The most widely used tax credits are the Earned Income Tax Credit (EITC or EIC) and the Child and Dependent Care Credit. These credits reduce your total taxable income so that you pay less in taxes.
Earned Income Tax Credit
Low-income families can save considerably by claiming the EITC. To quality for this credit for tax year 2014, you should have a Social Security Number and income below the following thresholds:
- $14,590 with no qualifying children. ($20,020 married filing jointly)
- $38,511 with one qualifying child ($43,941 married filing jointly)
- $43,756 with two qualifying children ($49,186 married filing jointly)
- $46,997 with three or more qualifying children ($52,427 married filing jointly)
Even if you owe no taxes, you can still claim this tax credit and receive a refund.
Child and Dependent Care Credit
You can claim this credit if you paid someone to care for your child/children, dependent or spouse while you were working or looking for work. If you are claiming a child/children, they must be under 13 years old. Your spouse or dependent must have lived with you for more than 6 months and must be physically incapable of caring for themselves.

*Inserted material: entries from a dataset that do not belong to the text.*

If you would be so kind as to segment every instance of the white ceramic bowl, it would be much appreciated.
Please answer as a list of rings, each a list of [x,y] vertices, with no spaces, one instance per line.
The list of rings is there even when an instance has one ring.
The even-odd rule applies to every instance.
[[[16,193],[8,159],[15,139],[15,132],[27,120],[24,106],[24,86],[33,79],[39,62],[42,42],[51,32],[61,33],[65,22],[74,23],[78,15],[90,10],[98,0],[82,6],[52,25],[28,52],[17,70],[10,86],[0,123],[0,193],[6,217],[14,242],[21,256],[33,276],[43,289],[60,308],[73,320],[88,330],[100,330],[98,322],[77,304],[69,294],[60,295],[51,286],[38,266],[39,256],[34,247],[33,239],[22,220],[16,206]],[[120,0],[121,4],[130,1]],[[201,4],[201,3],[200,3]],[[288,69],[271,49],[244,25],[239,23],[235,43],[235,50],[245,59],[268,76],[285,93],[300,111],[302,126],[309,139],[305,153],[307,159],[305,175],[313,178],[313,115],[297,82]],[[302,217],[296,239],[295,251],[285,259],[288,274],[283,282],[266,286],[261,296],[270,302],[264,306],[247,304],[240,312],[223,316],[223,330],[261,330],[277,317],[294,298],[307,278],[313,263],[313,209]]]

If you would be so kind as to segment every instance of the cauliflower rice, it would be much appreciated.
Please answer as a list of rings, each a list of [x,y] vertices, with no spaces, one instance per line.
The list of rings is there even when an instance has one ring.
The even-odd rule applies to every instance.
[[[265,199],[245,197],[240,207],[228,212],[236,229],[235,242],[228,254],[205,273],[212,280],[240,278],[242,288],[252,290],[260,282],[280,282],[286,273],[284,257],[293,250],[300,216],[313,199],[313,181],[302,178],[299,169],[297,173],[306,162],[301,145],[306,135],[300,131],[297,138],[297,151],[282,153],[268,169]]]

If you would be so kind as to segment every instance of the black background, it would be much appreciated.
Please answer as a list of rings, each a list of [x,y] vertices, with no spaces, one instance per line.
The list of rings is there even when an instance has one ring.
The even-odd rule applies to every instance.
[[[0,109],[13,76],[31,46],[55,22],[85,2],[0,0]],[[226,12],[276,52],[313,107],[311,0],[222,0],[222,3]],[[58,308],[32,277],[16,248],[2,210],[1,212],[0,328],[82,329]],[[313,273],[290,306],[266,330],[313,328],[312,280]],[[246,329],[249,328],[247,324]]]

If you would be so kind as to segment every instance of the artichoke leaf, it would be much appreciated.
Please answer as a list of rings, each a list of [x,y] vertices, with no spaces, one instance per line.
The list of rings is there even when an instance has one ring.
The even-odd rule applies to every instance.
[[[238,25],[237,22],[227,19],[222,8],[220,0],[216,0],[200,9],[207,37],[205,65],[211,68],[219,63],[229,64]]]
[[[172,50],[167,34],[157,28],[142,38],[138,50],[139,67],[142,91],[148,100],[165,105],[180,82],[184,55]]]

The Child and Dependent Care Credit is worth between 20 and 35% of your allowable expenses. You can claim a maximum of $3,000 for the care of one qualifying person. For two or more people, the maximum limit is $6,000.
Credit for the Elderly or the Disabled
Those aged 65 or above, or retired permanently due to a total disability, can reduce their taxes between $3,750 and $7,500 by claiming this tax credit. The credit can only be claimed if you file Form 1040 or Form 1040A. This credit cannot be taken if you file Form 1040EZ or Form 1040NR.
Home Office Deduction
If you use a part of your home exclusively for business purposes, you may be eligible for the home office deduction. You can deduct mortgage interest, insurance, depreciation for the office area, repairs, etc. It is essential that the area you claim is used solely for business.